Le "panurgisme" désigne la tendance à "se comporter en mouton de Panurge", c'est à dire le conformisme, le suivisme ; le comportement d’un individu ou un groupe d’individus imitant les autres, suivant un modèle, une mode, un mouvement ou une majorité par simple principe, sans réflexion ou choix délibéré de leur part, de façon presque inconsciente.

On dit par exemple : "Le panurgisme de mes contemporains ne laisse pas de me sidérer : les gens suivent massivement les modes et aiment ce qu'aiment les autres en même temps que les autres !".

Les adjectifs correspondants sont "panurgesque", "panurgien" et "panurgique".

Source : wiktionary.org

"Un subterfuge", "Recourir à un subterfuge" ou "User de subterfuges".

J'aime beaucoup ce mot du registre soutenu désignant un moyen détourné pour se tirer d'embarras ou pour échapper à une situation délicate.
Ainsi que, par extension, un moyen ingénieux utilisé pour obtenir quelque chose.
On dit par exemple : "Mon directeur s'est rendu compte que j'avais été absent tout l'après-midi et j'ai donc dû recourir à un subterfuge, en inventant que j'avais eu affaire à un client très exigeant".
Ou : "Pour acquérir mon appartement à bon prix je reconnais que j'ai dû user de subterfuges".
Sources : www.cnrtl.fr et www.larousse.fr

"Faire le gros dos" ou "Faire le dos rond".

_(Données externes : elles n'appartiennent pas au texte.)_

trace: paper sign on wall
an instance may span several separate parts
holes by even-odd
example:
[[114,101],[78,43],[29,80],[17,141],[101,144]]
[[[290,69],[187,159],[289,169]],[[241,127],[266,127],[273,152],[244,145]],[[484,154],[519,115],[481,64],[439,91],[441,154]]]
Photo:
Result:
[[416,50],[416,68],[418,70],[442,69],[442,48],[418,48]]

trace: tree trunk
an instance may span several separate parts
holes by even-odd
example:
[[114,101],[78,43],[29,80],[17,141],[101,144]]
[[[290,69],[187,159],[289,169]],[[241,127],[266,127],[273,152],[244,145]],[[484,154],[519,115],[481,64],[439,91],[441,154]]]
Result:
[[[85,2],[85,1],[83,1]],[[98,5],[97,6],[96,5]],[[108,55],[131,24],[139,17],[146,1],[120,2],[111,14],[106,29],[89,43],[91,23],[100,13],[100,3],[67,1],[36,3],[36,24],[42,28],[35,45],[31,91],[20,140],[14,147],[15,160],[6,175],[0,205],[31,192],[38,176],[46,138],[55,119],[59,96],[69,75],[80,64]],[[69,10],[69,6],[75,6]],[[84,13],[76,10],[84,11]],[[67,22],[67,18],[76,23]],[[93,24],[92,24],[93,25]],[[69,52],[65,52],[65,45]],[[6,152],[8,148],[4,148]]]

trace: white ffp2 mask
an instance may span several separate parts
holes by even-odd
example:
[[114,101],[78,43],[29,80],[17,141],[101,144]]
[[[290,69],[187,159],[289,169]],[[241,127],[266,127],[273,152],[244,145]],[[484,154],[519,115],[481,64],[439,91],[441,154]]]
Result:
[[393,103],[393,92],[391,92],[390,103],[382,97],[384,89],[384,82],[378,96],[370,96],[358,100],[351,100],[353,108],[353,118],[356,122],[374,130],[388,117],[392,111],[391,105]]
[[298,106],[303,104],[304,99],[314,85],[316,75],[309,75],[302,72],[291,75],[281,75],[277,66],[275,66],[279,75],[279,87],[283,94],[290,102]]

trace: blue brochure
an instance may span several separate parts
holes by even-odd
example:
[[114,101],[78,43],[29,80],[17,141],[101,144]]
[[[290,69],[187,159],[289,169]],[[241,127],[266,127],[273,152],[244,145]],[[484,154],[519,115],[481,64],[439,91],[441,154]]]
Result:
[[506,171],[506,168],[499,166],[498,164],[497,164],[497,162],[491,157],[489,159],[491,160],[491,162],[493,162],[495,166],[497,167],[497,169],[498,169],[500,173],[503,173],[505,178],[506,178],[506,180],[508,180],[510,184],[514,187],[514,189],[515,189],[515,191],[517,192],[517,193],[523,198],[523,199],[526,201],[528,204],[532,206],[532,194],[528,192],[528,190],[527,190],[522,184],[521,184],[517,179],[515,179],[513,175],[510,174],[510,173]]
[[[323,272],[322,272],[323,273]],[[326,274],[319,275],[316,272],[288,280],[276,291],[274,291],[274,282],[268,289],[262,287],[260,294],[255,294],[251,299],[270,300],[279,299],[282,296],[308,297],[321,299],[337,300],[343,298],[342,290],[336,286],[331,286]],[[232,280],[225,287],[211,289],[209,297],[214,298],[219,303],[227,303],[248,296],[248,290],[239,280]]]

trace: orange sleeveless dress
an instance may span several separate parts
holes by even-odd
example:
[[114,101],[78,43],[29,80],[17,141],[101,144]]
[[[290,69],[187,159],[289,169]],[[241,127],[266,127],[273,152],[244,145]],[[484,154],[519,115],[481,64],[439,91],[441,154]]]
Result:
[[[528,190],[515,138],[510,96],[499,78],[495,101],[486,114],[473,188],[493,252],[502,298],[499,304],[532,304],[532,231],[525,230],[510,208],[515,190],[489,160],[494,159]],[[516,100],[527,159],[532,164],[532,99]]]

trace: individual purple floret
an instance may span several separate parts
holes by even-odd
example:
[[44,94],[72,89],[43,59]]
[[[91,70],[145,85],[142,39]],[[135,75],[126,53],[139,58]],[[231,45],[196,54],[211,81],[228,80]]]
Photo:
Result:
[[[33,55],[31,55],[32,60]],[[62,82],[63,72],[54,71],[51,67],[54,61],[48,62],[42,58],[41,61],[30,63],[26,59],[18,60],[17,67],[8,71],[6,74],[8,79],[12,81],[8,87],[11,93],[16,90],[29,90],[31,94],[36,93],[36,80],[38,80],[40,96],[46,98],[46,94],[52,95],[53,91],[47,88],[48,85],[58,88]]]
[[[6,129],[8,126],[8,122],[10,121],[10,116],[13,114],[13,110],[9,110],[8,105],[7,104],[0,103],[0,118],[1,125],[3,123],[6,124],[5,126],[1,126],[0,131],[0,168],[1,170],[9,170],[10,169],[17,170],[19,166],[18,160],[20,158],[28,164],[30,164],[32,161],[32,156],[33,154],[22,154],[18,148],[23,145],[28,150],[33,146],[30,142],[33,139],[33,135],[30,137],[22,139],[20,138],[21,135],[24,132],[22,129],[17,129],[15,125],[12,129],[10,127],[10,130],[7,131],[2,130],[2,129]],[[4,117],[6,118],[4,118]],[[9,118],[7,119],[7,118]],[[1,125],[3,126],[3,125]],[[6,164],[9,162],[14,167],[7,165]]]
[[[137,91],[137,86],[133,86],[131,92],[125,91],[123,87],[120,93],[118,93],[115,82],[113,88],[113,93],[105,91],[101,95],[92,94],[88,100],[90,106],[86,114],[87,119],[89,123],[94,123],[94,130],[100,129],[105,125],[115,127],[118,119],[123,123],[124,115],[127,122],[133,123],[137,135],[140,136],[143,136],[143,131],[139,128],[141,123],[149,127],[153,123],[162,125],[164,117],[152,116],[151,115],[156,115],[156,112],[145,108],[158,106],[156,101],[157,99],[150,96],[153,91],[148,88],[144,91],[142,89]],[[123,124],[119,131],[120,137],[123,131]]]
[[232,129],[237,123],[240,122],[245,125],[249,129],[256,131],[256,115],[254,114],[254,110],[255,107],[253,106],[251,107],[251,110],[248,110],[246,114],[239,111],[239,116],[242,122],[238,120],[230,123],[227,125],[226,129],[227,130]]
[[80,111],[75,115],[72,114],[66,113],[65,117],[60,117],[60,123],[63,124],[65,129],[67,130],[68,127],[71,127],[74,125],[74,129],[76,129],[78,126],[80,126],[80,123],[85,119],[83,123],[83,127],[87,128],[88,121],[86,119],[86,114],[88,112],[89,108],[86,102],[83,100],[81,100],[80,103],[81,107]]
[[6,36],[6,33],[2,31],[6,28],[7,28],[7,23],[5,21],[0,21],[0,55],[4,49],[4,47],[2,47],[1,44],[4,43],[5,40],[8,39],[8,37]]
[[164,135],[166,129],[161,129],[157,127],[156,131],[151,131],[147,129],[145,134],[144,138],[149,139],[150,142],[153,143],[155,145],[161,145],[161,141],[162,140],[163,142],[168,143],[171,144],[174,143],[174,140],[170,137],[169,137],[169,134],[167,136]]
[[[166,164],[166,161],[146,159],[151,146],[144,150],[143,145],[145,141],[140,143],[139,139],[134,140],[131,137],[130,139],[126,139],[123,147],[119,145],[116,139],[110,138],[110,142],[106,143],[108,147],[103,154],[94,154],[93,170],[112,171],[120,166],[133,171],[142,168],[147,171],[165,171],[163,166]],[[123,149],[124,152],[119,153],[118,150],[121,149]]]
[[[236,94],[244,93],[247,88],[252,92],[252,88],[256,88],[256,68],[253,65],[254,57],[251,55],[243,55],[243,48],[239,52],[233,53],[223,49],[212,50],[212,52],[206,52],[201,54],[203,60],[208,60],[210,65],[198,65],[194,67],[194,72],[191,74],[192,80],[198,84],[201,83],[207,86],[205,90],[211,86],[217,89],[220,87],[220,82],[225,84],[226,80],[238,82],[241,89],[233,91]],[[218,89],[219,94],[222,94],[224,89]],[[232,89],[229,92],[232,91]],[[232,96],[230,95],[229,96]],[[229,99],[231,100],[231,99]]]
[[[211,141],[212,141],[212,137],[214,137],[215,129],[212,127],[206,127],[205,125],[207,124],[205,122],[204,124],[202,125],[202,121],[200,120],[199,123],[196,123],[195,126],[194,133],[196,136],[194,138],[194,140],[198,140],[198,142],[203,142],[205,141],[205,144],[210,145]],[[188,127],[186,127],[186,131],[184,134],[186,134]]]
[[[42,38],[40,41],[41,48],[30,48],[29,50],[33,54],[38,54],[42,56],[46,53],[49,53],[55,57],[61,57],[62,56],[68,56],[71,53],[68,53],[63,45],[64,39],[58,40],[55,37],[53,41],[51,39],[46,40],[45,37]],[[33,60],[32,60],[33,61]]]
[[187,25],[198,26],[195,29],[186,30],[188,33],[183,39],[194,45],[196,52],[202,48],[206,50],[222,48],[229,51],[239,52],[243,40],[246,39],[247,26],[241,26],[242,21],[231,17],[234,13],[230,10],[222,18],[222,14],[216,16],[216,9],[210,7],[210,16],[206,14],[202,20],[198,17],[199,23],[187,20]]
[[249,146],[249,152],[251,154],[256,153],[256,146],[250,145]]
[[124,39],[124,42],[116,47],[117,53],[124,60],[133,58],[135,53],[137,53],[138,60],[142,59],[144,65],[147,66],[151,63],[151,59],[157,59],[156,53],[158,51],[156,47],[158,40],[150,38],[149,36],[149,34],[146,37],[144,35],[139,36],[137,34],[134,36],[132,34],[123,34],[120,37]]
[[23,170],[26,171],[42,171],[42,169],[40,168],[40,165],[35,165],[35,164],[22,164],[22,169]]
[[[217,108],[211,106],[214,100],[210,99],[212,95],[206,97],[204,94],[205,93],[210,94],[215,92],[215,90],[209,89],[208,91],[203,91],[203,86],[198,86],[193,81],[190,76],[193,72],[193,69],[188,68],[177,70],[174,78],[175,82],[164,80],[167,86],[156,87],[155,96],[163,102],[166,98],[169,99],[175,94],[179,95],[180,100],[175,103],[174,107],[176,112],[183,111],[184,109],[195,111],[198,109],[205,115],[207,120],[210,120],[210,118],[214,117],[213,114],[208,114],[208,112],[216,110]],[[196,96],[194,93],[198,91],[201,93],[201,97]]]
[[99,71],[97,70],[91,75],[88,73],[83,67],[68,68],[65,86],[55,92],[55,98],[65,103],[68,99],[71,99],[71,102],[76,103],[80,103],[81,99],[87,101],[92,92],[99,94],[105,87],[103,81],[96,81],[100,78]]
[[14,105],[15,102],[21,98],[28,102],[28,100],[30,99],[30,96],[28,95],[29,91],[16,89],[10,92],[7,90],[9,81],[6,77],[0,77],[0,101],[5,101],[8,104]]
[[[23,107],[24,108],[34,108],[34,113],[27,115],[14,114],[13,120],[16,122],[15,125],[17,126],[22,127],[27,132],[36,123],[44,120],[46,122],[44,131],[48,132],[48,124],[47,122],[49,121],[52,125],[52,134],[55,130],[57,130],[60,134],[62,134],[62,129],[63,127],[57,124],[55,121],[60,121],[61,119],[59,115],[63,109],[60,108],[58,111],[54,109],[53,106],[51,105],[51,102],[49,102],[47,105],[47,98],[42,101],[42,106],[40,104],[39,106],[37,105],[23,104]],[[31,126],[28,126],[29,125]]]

Ces deux expressions du langage courant signifient :

  • au sens propre : pour un chat, selon les circonstances :
    •  hérisser le poil et arrondir son dos en voûtant l'échine, face à un danger, afin de paraître plus grand, plus imposant.

Chat faisant "le gros dos"

    • ou voûter l'échine pour s'étirer ou manifester sa satisfaction au moment des caresses.
  • et au sens figuré, pour un humain, :
    • céder, se résigner à ce qui arrive de fâcheux, dans l'attente ou l'espoir d’une amélioration.
    • ou sembler ignorer une situation, se prêter à ce que l'on vous dit ou à ce qui vous arrive, afin de mieux vous protéger.

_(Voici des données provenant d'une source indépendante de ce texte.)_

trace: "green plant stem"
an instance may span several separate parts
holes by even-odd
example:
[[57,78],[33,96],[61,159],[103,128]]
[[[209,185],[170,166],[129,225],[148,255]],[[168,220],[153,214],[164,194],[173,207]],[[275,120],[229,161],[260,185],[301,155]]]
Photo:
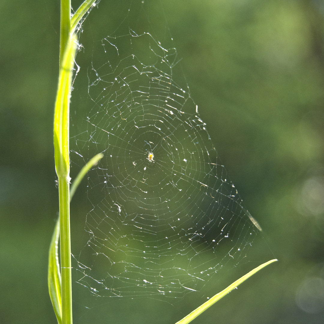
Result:
[[61,275],[62,278],[62,323],[72,323],[72,280],[70,226],[70,184],[66,177],[59,177]]
[[61,0],[61,28],[60,37],[60,67],[70,37],[71,28],[71,0]]

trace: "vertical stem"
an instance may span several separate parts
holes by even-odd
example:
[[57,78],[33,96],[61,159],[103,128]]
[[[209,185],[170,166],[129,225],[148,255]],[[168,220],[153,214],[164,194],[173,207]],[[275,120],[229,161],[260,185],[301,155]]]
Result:
[[71,1],[61,0],[61,30],[60,40],[60,66],[71,31]]
[[72,324],[72,322],[69,191],[69,178],[59,177],[62,324]]
[[[71,0],[61,0],[60,67],[70,37]],[[70,81],[70,80],[69,80]],[[70,82],[70,83],[71,82]],[[70,86],[70,84],[69,85]],[[62,117],[61,145],[64,171],[58,174],[60,203],[60,232],[61,274],[62,280],[62,323],[72,324],[72,280],[70,225],[70,161],[69,156],[70,94],[64,96],[65,107]]]

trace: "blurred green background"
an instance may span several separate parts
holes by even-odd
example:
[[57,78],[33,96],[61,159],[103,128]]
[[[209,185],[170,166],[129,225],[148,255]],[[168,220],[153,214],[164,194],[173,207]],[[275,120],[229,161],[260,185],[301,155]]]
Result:
[[[90,13],[85,44],[111,28],[110,2]],[[151,23],[169,29],[219,156],[279,260],[194,322],[322,323],[324,1],[160,2],[165,18]],[[58,210],[52,124],[59,3],[3,0],[0,12],[0,318],[54,323],[47,267]],[[86,76],[82,68],[78,77]],[[87,95],[76,88],[74,113]],[[72,176],[78,171],[73,164]],[[77,241],[86,184],[71,206]],[[142,302],[107,304],[102,322],[172,323],[186,315],[175,307],[154,318],[155,302]],[[91,311],[75,306],[75,323],[93,322]]]

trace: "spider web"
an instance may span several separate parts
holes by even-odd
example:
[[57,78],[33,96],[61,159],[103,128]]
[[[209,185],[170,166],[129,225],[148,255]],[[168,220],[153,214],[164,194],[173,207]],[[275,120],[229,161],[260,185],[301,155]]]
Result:
[[[83,160],[104,155],[88,174],[77,282],[96,296],[203,294],[222,268],[249,260],[259,226],[220,162],[182,72],[176,73],[172,39],[165,38],[171,45],[165,47],[147,31],[138,18],[144,5],[132,3],[138,6],[132,8],[134,27],[128,13],[94,45],[92,108],[75,139]],[[96,59],[100,51],[103,64]]]

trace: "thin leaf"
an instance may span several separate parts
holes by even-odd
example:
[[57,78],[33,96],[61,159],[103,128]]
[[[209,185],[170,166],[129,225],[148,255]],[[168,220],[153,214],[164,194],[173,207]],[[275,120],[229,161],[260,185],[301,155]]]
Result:
[[70,201],[72,199],[72,197],[74,194],[77,188],[82,181],[84,176],[94,166],[98,163],[99,160],[103,157],[103,154],[102,153],[95,155],[82,168],[79,172],[79,174],[76,176],[76,178],[73,181],[70,189]]
[[74,32],[78,24],[88,11],[94,6],[96,0],[86,0],[79,7],[71,18],[71,30]]
[[60,218],[57,219],[51,241],[48,253],[47,282],[50,297],[57,319],[62,322],[62,299],[61,296],[61,276],[59,263],[58,243],[60,236]]
[[58,87],[54,113],[54,149],[55,168],[58,176],[68,176],[70,172],[69,157],[69,128],[70,98],[72,69],[76,47],[75,35],[68,42],[60,71]]
[[188,314],[186,316],[185,316],[182,319],[180,320],[178,322],[177,322],[175,324],[188,324],[190,323],[193,319],[195,318],[198,316],[200,315],[202,313],[204,312],[207,308],[210,307],[212,305],[215,304],[216,302],[218,301],[221,298],[222,298],[225,295],[227,295],[229,292],[231,291],[233,289],[235,289],[239,284],[240,284],[242,282],[245,281],[248,278],[249,278],[252,275],[254,274],[256,272],[257,272],[259,270],[261,270],[262,268],[270,264],[272,262],[277,261],[276,259],[274,259],[273,260],[270,260],[267,262],[264,263],[259,267],[257,267],[253,270],[250,271],[249,272],[247,273],[243,277],[241,277],[239,279],[237,280],[236,281],[233,283],[231,284],[227,288],[222,290],[220,293],[216,294],[214,296],[212,297],[209,299],[205,303],[204,303],[202,305],[201,305],[199,307],[196,308],[190,314]]

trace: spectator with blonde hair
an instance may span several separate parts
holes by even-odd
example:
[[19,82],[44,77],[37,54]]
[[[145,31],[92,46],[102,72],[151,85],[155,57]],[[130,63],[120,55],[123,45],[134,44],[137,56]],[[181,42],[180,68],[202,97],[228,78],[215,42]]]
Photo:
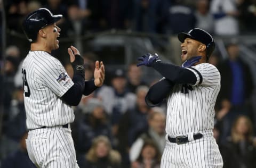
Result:
[[256,147],[253,142],[252,123],[245,115],[239,116],[233,123],[231,138],[227,145],[231,159],[223,160],[229,166],[226,167],[252,168],[256,167]]
[[132,164],[132,168],[159,168],[161,155],[155,142],[145,141],[140,156]]
[[108,138],[103,136],[94,139],[85,159],[85,163],[80,163],[81,168],[118,168],[121,162],[119,153],[112,149]]

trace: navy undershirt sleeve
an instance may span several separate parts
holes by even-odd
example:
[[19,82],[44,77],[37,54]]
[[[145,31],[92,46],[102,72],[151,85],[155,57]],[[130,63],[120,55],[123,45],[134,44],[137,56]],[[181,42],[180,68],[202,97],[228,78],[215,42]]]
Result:
[[77,106],[81,100],[84,91],[84,78],[79,74],[74,74],[72,80],[74,84],[61,98],[68,105]]
[[91,94],[98,87],[94,85],[94,80],[89,80],[84,82],[84,90],[83,94],[85,96]]
[[159,105],[166,98],[174,85],[174,82],[164,79],[152,86],[145,97],[147,105],[150,107]]
[[196,75],[186,68],[161,61],[153,63],[152,67],[165,78],[175,83],[195,85],[196,82]]

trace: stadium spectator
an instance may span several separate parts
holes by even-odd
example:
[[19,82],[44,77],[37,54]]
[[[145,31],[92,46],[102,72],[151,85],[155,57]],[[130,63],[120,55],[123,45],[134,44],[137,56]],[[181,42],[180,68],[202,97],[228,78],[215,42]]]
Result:
[[239,12],[234,0],[212,0],[210,11],[214,18],[214,32],[217,35],[239,33]]
[[119,122],[116,136],[118,140],[117,149],[123,161],[122,167],[129,167],[129,149],[139,136],[148,129],[147,117],[149,108],[145,102],[145,96],[148,91],[148,87],[146,86],[138,88],[136,91],[136,106],[123,114]]
[[155,142],[146,139],[140,154],[132,164],[132,168],[160,168],[161,155]]
[[108,138],[100,136],[93,139],[89,151],[78,164],[81,168],[119,168],[121,162],[120,154],[112,149]]
[[238,116],[231,128],[231,139],[227,147],[231,158],[226,161],[232,168],[253,168],[256,166],[256,147],[253,137],[253,126],[246,116]]
[[2,167],[8,168],[36,168],[30,161],[27,152],[26,139],[28,137],[28,131],[23,132],[19,141],[19,148],[10,154],[2,164]]
[[88,152],[92,144],[93,138],[104,135],[109,138],[113,144],[113,136],[110,125],[102,103],[97,98],[91,98],[84,105],[80,104],[76,111],[83,115],[73,124],[75,128],[76,137],[74,140],[76,150],[78,154],[84,154]]
[[213,15],[209,12],[209,0],[197,0],[195,15],[196,18],[195,27],[213,33],[214,21]]
[[[162,155],[165,145],[165,115],[159,107],[153,108],[148,115],[148,130],[140,135],[140,137],[132,144],[130,150],[130,159],[133,162],[139,156],[141,147],[147,139],[155,142],[159,154]],[[156,109],[156,110],[154,110]]]
[[127,73],[127,88],[135,94],[138,87],[141,85],[147,85],[147,83],[142,79],[142,70],[141,67],[138,67],[135,63],[131,63],[128,68]]
[[228,59],[218,66],[222,77],[221,87],[218,98],[217,119],[222,122],[221,141],[224,143],[230,135],[231,125],[239,114],[250,115],[250,98],[253,89],[249,65],[239,54],[238,44],[231,41],[227,46]]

On dit par exemple : "Lorsque j'ai été l'objet de toutes ces critiques, j'ai fait le gros dos. Il sera toujours temps de réagir vigoureusement d'ici quelque temps".

L'expression "Laisser passer l'orage" a une signification relativement proche.

Source : www.linternaute.fr et wiktionary.org

"Laisser passer l'orage".

Cette expression du langage courant signifie, au sens figuré, : "Attendre qu'une situation devienne moins risquée, attendre une accalmie, attendre la fin d'un conflit".

On dit par exemple : "Mon père était furieux de constater que j'avais enfoncé tout l'avant de sa voiture neuve : j'ai laissé passer l'orage".

Les expressions "Faire le gros dos" ou "Faire le dos rond" ont des significations relativement proches.

Source : www.languefrancaise.net

Quelle est la différence entre un marin et un charcutier ?

Réponse
Le marin sort du port et longe les côtes.
Tandis que le charcutier sort les côtes et la longe du porc !
Explication du calembour
Il résulte de la polysémie du mot « côte » (rivage de la mer et os du thorax ou morceau de viande attenant) ainsi que de l’homonymie entre les mots « port » (abri naturel ou articiel pour les bateaux) et « porc » (animal), et entre le substantif « longe » (morceau de viande) et la forme conjuguée du verbe « longer », « il longe ».